Emniyet güçlerimize sesleniyorum; gençliğinizin heyecanı, rozetlerinizin gücü ve devlet görevinin verdiği özgüvenle ileride pişmanlık duyacağınız şeylerden uzak durun.Mukaddes görevinizi, üniformanızı kendilerini devlet zannedenlerin kibrine ve hırsına lekeletmeyin.

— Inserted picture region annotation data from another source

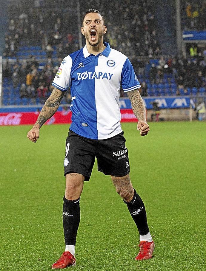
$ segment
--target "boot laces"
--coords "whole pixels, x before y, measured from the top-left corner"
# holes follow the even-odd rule
[[[145,255],[145,254],[148,253],[149,250],[150,250],[151,248],[151,244],[147,241],[140,242],[140,243],[139,245],[140,248],[139,253],[142,255]]]

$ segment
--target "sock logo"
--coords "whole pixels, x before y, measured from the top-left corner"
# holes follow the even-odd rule
[[[70,213],[67,213],[67,212],[63,212],[63,216],[73,216],[73,215],[70,215]]]
[[[140,207],[139,209],[137,209],[136,211],[133,211],[133,212],[131,213],[133,216],[136,216],[136,215],[138,215],[139,213],[143,209],[143,206],[142,207]]]

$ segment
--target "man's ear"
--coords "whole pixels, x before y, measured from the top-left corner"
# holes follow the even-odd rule
[[[81,27],[81,32],[82,35],[84,35],[84,27]]]

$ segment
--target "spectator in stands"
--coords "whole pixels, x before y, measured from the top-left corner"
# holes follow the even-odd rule
[[[36,103],[36,98],[37,97],[37,91],[32,85],[27,87],[27,91],[29,98],[31,100],[31,103],[33,104]]]
[[[197,47],[193,44],[190,48],[190,54],[191,56],[195,56],[197,55]]]
[[[29,95],[27,91],[27,88],[25,84],[21,84],[20,89],[20,97],[21,99],[23,98],[29,98]]]
[[[177,85],[179,89],[183,89],[184,87],[184,80],[183,77],[180,76],[177,80]]]
[[[12,79],[13,86],[14,88],[16,88],[18,86],[20,83],[19,76],[17,72],[14,72],[12,75]]]
[[[148,95],[147,91],[147,86],[144,81],[143,81],[141,84],[142,86],[142,92],[140,94],[141,96],[146,96]]]
[[[30,86],[32,83],[33,77],[31,73],[28,74],[26,78],[26,84],[27,86]]]
[[[46,101],[47,90],[48,88],[45,86],[44,83],[41,84],[37,89],[38,96],[40,99],[41,103],[43,104]]]
[[[154,64],[153,63],[150,71],[150,78],[153,83],[156,83],[157,74],[157,68]]]
[[[52,56],[52,53],[54,50],[51,45],[48,44],[46,47],[47,52],[47,58],[51,58]]]

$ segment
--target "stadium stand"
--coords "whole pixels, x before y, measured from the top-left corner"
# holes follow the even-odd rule
[[[175,20],[175,1],[170,1],[171,13]],[[205,0],[182,0],[180,1],[181,19],[183,30],[206,29],[206,1]]]
[[[190,57],[161,56],[151,1],[112,1],[109,7],[106,1],[80,1],[82,15],[97,7],[102,11],[107,27],[105,40],[128,56],[142,85],[142,96],[205,94],[206,58],[202,52]],[[51,82],[63,58],[79,49],[76,3],[68,2],[59,0],[57,6],[50,0],[10,0],[3,105],[42,104],[51,93]],[[68,93],[62,103],[69,103],[70,98]]]

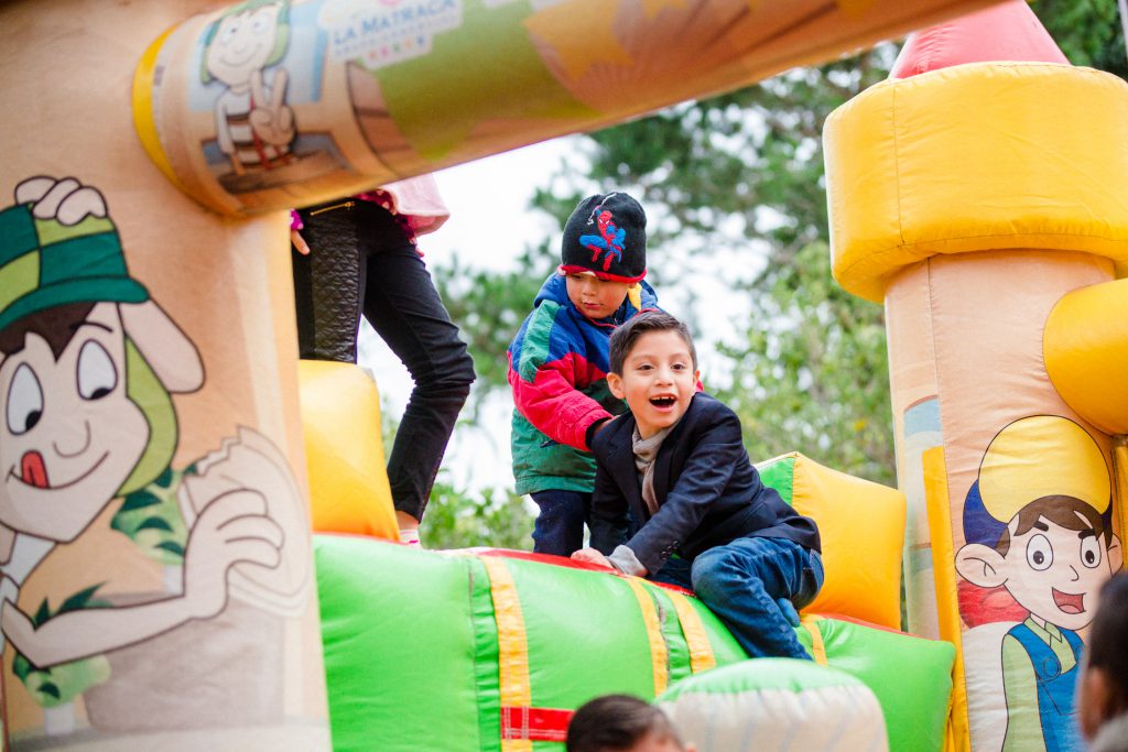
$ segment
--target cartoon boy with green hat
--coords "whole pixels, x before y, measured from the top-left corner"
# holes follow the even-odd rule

Hatırlayın, çok uzun zaman geçmedi, o karanlık günler hafızalarımızda. “Silivri soğuktur” sözü bizlere o günlerden yadigar. Kumpasla, pusuyla, kaosla abad olduklarını zannedenleri hatırlayın. Onlar da kendilerini güçlü, güçlü oldukları için de haklı zannediyorlardı. Kanunlar yaptılar, mevcudu kendilerine yonttular, yargıyı sopa ettiler.Pis ellerini, hayasız niyetlerini şerefli Türk Ordumuza kadar uzattılar.
Ekrem İmamoğlu gözaltındayken yaptığı açıklamaların, aynılarını Ergenekon-Balyoz kumpaslarında da yapıyordu. Hatta ben bu davanın savcısıyım diyordu. Devletin tapusu hiç kimsede değildir. Gizli tanıklar, farazi ifadeler… Ne kadar tanıdık değil mi?
Diyorlar ki yarın yolsuzluk çıkarsa ne diyeceksin? Bu soruyu yolsuzlukla iktidarda kalanlar soruyor. Ben de onlara soruyorum, Onlarca müfettiş gitmiş, 1300 tane teftiş yapılmış, bu teftişlerden hiçbir şey çıkmamış, dahası, ellerinde teknik dinleme, fiziki takip, kayyım, yargı kolluk ne ararsan tüm yetkiler var. Ama gel gör ki bir hesap kesmek için gizli tanıklardan medet umuluyor. Ben de söylüyorum; şuradan, buradan, şöyle böyle yolsuzluk yapıldığı, teftişin, soruşturmanın konusudur. Birileri suç işledi mi işlemedi mi? Yargının konusudur.
Bu inanç ve düşüncelerle Mübarek Kadir Gecemizi tebrik ediyor, bayram tadında bayramlar diliyor, hepinizi en içten dileklerimle, sevgi ve saygılarımla selamlıyorum.Sağolun, varolun, Allah’a emanet olun."